Another fashion industry heavyweight is moving forward in the fight against animal cruelty.

British online fashion retailer ASOS has announced it will no longer stock products containing silk, cashmere, mohair and feathers, joining a growing list of companies to ditch the materials.

As part of an updated animal welfare policy, the retailing giant confirmed that it will place no further orders for products containing these materials and that by January 2019, the site will be free of them.

Under the updated terms, mohair, cashmere and silk have been added to the list of banned materials which already included fur, including Mongolian lamb's fur or rabbit hair, feature/down, bone, horn, shell (including mother of pearl) and teeth.

ASOS also stated suppliers must avoid the use of any part of vulnerable, endangered, exotic or wild-caught species.

The animal rights organisation People for the Ethical Treatment of Animals (PETA) praised the decision.

"PETA applauds Asos for leading the charge for compassion in fashion," PETA's director of corporate projects, Yvonne Taylor said.

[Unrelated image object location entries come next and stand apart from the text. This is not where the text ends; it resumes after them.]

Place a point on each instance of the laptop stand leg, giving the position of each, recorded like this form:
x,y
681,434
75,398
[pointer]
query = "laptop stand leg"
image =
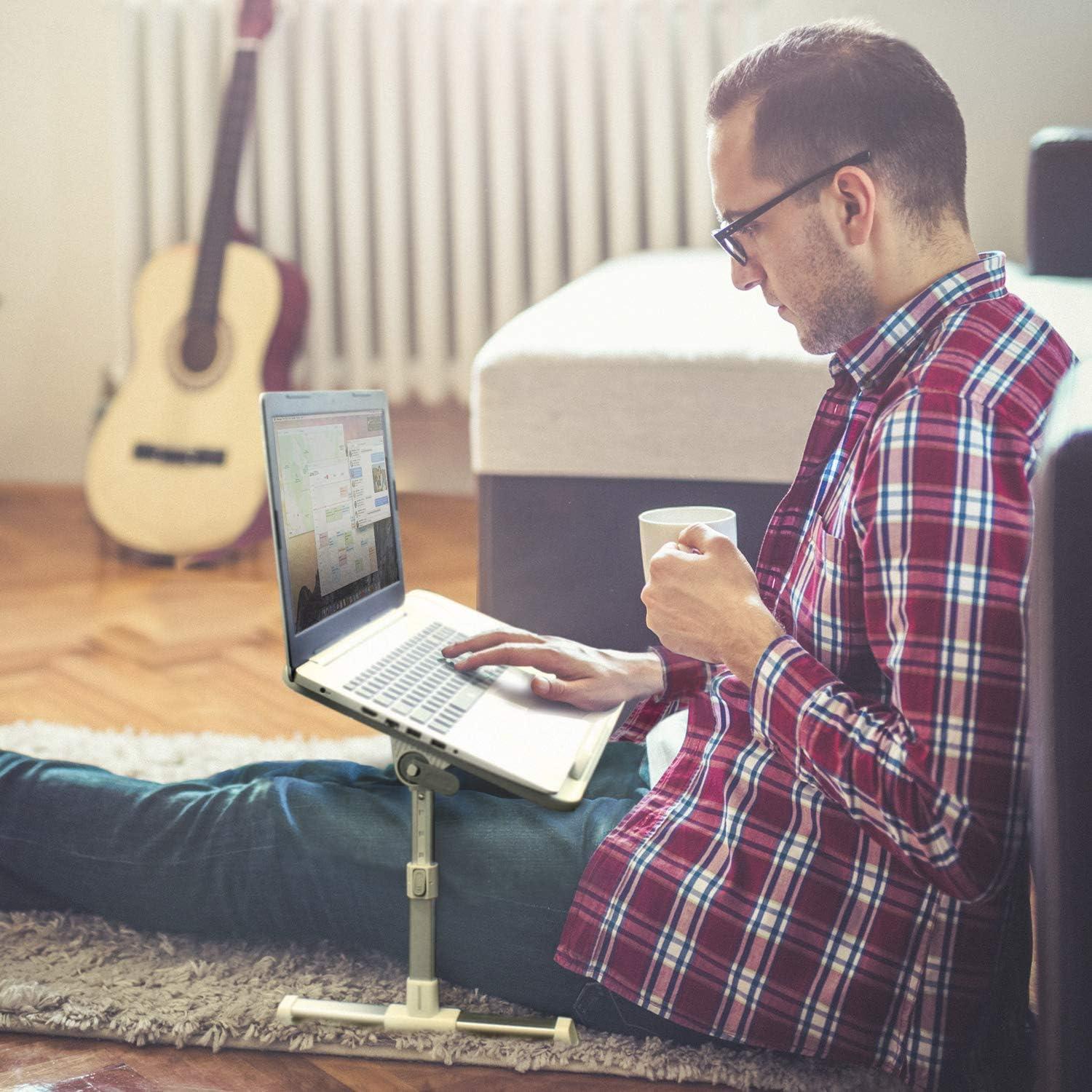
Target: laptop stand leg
x,y
422,1010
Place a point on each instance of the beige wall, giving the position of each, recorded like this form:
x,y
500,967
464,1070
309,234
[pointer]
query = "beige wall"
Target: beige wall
x,y
1015,67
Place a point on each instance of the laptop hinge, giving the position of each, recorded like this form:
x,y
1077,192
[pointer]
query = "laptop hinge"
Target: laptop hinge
x,y
325,657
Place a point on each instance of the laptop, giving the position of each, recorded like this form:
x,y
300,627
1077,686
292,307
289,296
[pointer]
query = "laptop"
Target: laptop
x,y
357,641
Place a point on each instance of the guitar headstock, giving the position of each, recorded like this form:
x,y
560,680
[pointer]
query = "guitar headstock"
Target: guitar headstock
x,y
256,17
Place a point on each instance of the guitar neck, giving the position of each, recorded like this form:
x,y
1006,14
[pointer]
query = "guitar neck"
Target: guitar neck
x,y
220,212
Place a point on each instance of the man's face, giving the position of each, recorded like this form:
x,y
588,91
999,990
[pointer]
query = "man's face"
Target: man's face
x,y
793,253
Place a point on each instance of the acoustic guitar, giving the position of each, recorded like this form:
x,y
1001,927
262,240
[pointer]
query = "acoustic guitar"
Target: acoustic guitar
x,y
175,467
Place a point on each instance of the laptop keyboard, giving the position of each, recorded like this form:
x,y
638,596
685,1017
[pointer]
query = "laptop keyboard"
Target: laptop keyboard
x,y
417,684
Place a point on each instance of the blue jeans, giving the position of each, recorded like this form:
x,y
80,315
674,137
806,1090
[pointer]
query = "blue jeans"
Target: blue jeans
x,y
314,850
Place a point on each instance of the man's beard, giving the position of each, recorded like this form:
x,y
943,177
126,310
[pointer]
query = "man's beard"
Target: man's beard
x,y
843,303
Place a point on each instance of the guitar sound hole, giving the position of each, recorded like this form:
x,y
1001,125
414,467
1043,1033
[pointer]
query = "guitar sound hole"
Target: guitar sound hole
x,y
199,347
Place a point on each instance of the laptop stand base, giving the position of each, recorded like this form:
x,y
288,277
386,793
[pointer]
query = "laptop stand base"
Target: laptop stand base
x,y
422,1011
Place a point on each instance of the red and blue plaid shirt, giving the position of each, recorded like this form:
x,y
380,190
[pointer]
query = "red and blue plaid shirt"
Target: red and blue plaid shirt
x,y
828,864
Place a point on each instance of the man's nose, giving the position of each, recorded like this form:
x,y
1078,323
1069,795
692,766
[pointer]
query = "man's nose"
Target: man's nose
x,y
746,277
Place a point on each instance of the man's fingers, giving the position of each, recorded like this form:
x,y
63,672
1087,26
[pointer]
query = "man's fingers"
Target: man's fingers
x,y
513,655
487,640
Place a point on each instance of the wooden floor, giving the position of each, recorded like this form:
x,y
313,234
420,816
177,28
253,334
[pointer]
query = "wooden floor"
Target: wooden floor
x,y
87,639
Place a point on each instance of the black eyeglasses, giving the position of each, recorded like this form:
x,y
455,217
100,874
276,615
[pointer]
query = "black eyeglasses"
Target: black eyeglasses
x,y
723,235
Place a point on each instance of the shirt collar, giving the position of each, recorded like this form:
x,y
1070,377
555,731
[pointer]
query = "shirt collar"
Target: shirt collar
x,y
869,357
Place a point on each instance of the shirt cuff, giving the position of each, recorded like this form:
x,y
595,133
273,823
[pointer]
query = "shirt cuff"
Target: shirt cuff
x,y
786,684
683,677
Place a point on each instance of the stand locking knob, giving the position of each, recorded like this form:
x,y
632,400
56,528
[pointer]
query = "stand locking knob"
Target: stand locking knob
x,y
415,770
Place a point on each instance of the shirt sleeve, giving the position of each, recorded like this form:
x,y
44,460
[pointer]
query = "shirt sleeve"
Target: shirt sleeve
x,y
684,676
943,517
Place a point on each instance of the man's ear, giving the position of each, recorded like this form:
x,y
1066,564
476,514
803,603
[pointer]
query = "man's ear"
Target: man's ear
x,y
854,194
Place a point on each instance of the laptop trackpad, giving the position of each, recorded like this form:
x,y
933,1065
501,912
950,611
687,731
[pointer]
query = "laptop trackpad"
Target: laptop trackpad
x,y
515,731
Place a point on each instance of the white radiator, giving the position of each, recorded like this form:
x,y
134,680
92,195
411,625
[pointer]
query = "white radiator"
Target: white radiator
x,y
434,166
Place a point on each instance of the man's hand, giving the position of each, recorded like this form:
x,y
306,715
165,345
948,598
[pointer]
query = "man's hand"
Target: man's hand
x,y
593,679
703,601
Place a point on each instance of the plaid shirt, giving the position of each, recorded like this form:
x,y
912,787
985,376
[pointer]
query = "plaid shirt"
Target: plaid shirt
x,y
830,862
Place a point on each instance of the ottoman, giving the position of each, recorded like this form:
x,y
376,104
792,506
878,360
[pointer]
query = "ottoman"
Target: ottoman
x,y
649,381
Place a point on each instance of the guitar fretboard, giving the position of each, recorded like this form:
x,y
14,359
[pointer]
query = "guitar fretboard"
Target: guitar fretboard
x,y
220,213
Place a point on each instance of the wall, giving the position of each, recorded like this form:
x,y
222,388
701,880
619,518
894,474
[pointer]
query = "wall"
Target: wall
x,y
1013,68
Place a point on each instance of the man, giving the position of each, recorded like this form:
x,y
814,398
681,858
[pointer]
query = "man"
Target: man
x,y
834,863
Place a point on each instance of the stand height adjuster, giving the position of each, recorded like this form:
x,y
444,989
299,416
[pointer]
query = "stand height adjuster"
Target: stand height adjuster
x,y
423,882
423,775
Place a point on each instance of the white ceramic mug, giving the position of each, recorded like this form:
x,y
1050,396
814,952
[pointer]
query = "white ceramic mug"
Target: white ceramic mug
x,y
660,526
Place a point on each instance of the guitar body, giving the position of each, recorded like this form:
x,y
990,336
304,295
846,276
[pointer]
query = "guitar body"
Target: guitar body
x,y
175,464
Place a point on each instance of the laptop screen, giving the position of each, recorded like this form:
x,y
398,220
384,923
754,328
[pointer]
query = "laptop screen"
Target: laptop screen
x,y
336,511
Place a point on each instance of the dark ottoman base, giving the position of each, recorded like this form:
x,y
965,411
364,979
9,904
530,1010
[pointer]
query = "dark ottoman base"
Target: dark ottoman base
x,y
563,555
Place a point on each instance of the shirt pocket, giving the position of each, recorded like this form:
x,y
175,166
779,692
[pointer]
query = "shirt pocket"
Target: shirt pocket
x,y
828,600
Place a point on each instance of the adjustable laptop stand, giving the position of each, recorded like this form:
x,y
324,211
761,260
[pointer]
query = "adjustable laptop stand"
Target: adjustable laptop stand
x,y
423,775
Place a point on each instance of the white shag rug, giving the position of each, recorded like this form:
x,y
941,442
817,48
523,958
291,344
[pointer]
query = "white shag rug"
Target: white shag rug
x,y
80,976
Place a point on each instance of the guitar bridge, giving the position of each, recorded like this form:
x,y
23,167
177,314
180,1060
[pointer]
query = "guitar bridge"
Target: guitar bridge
x,y
201,456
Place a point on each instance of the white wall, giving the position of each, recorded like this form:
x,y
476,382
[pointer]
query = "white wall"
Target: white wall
x,y
1015,67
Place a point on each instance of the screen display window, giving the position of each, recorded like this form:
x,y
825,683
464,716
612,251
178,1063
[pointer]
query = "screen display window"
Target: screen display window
x,y
336,511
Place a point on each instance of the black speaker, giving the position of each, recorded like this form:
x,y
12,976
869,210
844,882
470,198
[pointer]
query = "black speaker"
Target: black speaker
x,y
1059,202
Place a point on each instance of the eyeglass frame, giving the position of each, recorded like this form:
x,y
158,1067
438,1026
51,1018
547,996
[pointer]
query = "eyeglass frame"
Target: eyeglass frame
x,y
723,234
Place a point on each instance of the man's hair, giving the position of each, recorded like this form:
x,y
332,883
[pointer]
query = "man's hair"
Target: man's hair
x,y
827,91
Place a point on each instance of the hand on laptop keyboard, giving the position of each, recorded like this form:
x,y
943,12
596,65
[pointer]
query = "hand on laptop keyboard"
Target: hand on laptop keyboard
x,y
592,679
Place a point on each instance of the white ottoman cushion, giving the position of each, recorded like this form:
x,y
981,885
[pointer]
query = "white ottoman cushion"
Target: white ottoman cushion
x,y
649,366
654,366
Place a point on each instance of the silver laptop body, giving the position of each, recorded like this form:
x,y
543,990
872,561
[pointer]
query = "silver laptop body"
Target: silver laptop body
x,y
357,641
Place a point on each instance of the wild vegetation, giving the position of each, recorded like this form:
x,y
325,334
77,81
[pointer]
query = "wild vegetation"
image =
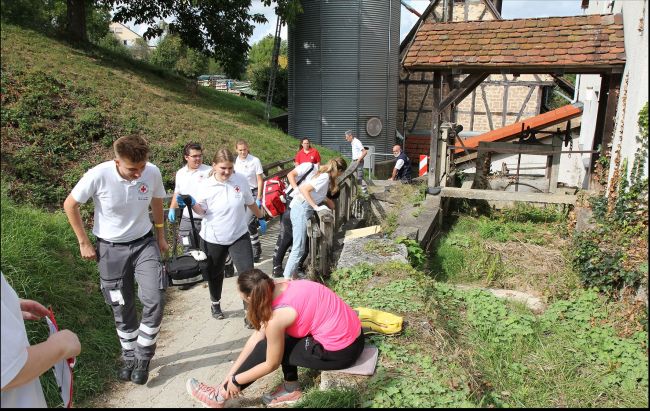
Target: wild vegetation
x,y
63,107
613,255
468,348
41,261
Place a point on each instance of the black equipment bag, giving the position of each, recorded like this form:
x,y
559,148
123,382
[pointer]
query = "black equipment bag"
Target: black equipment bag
x,y
185,269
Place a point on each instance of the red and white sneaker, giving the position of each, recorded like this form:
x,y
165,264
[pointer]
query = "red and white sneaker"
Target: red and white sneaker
x,y
280,396
205,394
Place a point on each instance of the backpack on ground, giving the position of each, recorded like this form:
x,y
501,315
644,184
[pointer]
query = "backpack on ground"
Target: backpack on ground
x,y
377,321
191,267
273,197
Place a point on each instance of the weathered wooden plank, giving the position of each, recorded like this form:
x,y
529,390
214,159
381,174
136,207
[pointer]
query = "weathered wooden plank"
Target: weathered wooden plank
x,y
493,195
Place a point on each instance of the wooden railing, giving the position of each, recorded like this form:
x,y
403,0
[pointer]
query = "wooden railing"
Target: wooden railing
x,y
324,224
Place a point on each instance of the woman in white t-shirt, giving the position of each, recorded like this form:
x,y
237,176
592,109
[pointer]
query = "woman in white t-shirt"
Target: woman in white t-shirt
x,y
313,191
222,200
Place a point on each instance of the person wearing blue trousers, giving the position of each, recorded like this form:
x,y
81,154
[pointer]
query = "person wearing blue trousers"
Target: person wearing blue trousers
x,y
313,191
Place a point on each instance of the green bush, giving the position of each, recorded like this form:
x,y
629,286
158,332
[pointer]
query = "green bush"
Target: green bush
x,y
599,259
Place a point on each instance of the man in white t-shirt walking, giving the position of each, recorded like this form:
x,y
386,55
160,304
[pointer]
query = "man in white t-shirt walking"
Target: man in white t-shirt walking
x,y
188,179
358,154
250,167
126,251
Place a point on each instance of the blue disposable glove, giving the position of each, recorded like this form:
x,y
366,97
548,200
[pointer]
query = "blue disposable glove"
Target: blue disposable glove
x,y
181,202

"In response to PETA's campaigns, consumers are changing the face of the industry by demanding that designers and retailers ditch animal-derived materials in favour of cruelty-free alternatives that look great without causing suffering."

ASOS isn't the first retailer to ban the sale of Mohair, with TopShop, H&M, Zara and Gap all pledging in May to stop using the material after a PETA campaign that revealed the cruel practices of the mohair industry.

Shot in South Africa, from which over half the world's supply of mohair originates, footage released by the organisation showed Angora goats being dragged by the horns and legs, pulled by the tail and thrown on the ground by shearers.

Silk production in Indonesia. Image: Getty

While ASOS is following a common trend in their decision to ban Mohair, silk is a material less commonly associated with animal cruelty.

However, silk is produced by boiling or gassing silk worms alive inside their cocoons, which then unravels so that workers can obtain the silk threads. According to PETA, some 6,600 silkworms are killed to make 1kg of silk.

An online fashion heavyweight, ASOS ships to over 200 countries worldwide and boasts 12.4 million active users.